- The Washington Times - Saturday, February 9, 2008

DENVER — Dan Aykroyd used to draw big laughs by calling Jane Curtin an “ignorant slut” on “Saturday Night Live,” but no one was chuckling when a Colorado lawmaker used the s-word last week.

State Rep. Larry Liston apologized yesterday for using the word “sluts” to refer to unmarried teenage parents during a lunch presentation before state House Republicans by the Colorado Health Foundation, which included a discussion of the group’s 2007 health report card and teen pregnancy rates.

“In my parents’ day and age, [unwed teen parents] were sent away, they were shunned, they were called what they are,” said Mr. Liston, as quoted by the Colorado Springs Gazette. “There was at least a sense of shame. There’s no sense of shame today. Society condones it … I think it’s wrong. They’re sluts. And I don’t mean just the women. I mean the men, too.”

The Colorado Springs Republican later explained it was an “inadvertent comment” that was used “kind of spur of the moment,” but it won him instant notoriety at the state Capitol and across the Internet “blogosphere.” Scores of angry calls and e-mails poured into his office after newspaper Web sites and feminist blogs posted the remark.

Rep. Debbie Stafford, a Democrat, said she clipped newspaper articles of the event and posted them in the women’s bathroom at the state Capitol.

“It’s appalling and disgusting to me,” said Mrs. Stafford, who works as a youth pastor and counselor. “To me, that old-school mentality of castigating the woman, sending her out, calling her a slut, I think has led to a thread of shame that has been passed on from generation to generation.”

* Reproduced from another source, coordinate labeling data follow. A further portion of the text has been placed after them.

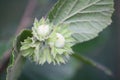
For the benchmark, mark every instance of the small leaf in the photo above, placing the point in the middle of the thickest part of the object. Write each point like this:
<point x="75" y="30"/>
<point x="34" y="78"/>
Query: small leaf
<point x="86" y="17"/>
<point x="92" y="63"/>
<point x="21" y="37"/>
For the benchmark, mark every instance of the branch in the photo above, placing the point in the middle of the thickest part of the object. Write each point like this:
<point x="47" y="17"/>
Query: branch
<point x="25" y="22"/>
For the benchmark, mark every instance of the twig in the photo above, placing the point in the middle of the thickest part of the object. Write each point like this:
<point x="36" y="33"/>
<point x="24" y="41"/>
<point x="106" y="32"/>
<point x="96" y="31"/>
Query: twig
<point x="25" y="22"/>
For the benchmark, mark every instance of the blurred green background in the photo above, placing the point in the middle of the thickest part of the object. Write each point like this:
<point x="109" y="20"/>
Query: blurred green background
<point x="103" y="49"/>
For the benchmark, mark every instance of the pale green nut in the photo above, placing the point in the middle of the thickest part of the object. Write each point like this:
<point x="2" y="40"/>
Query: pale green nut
<point x="49" y="43"/>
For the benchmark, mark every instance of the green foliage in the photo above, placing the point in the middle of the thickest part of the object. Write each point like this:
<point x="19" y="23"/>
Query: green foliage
<point x="92" y="63"/>
<point x="21" y="37"/>
<point x="86" y="17"/>
<point x="17" y="61"/>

If anyone expected conservatives to come to his rescue, it didn’t happen. House Republican women issued a statement criticizing Mr. Liston’s “unfortunate use of language” and “inappropriate and unacceptable comments.”

Rick Wise, who speaks at high schools with his wife promoting abstinence, said unwed teenagers facing an unplanned pregnancy need support, not banishment. “The teens, especially in that situation, feel plenty alienated. We don’t need to shun them more,” Mr. Wise said.

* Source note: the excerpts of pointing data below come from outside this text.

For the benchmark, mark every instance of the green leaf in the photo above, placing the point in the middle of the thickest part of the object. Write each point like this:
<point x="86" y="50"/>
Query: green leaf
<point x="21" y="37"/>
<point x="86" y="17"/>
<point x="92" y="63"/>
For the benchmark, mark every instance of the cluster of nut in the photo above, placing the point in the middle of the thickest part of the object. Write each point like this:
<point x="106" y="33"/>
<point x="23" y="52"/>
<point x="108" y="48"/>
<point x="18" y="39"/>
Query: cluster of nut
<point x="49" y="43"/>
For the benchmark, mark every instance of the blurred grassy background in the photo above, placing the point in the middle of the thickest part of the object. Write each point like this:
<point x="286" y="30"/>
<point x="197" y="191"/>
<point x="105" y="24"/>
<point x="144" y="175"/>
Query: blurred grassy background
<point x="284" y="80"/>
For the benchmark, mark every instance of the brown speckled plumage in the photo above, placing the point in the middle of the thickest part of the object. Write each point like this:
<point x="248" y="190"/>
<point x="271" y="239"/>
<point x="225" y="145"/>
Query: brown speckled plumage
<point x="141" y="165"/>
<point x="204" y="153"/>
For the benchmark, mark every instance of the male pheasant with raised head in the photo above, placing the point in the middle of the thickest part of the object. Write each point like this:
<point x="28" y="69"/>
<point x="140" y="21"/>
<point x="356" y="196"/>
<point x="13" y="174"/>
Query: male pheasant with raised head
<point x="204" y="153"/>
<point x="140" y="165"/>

Girls at the Florence Crittenton School in Denver, which serves pregnant teens and young mothers, wrote letters to state legislators about the comment, said Kari Buchanan, community-relations coordinator for Parent Pathways, which operates the school.

“They were just disappointed that there are people in the community who feel that way about them,” Ms. Buchanan said.

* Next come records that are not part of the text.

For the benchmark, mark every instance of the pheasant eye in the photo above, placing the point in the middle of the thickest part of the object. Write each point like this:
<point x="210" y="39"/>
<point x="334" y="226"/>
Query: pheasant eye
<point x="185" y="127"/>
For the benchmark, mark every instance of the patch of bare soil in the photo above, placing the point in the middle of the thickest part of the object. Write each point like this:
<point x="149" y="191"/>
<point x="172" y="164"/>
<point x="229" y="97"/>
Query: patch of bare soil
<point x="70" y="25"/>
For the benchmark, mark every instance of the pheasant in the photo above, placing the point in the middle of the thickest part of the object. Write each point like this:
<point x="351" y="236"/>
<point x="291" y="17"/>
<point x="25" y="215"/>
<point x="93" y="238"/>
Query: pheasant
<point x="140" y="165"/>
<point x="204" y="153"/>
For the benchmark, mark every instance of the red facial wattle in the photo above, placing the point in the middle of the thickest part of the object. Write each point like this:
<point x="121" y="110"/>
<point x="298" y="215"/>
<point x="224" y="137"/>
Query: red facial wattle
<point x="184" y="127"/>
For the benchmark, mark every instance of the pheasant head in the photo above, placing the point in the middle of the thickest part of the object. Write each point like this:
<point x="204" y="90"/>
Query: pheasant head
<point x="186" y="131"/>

Mr. Liston issued an emotional apology yesterday on the House floor, referring to the comment as a “derogatory term” that was “inappropriate and insensitive.”

“I was wrong to use the word, and I’m truly sorry for the offense it may have caused,” Mr. Liston said.

He issued a separate apology to Republican state Rep. Stella Garza-Hicks, who also attended the health presentation and later said she was startled by his use of the term. “I was surprised he used that word,” Mrs. Garza-Hicks said. “Of course, he is a good representative and I do accept his apology.”

Mrs. Stafford said she is willing to let bygones be bygones, but “having said that, the intent behind the comment causes my blood to boil.”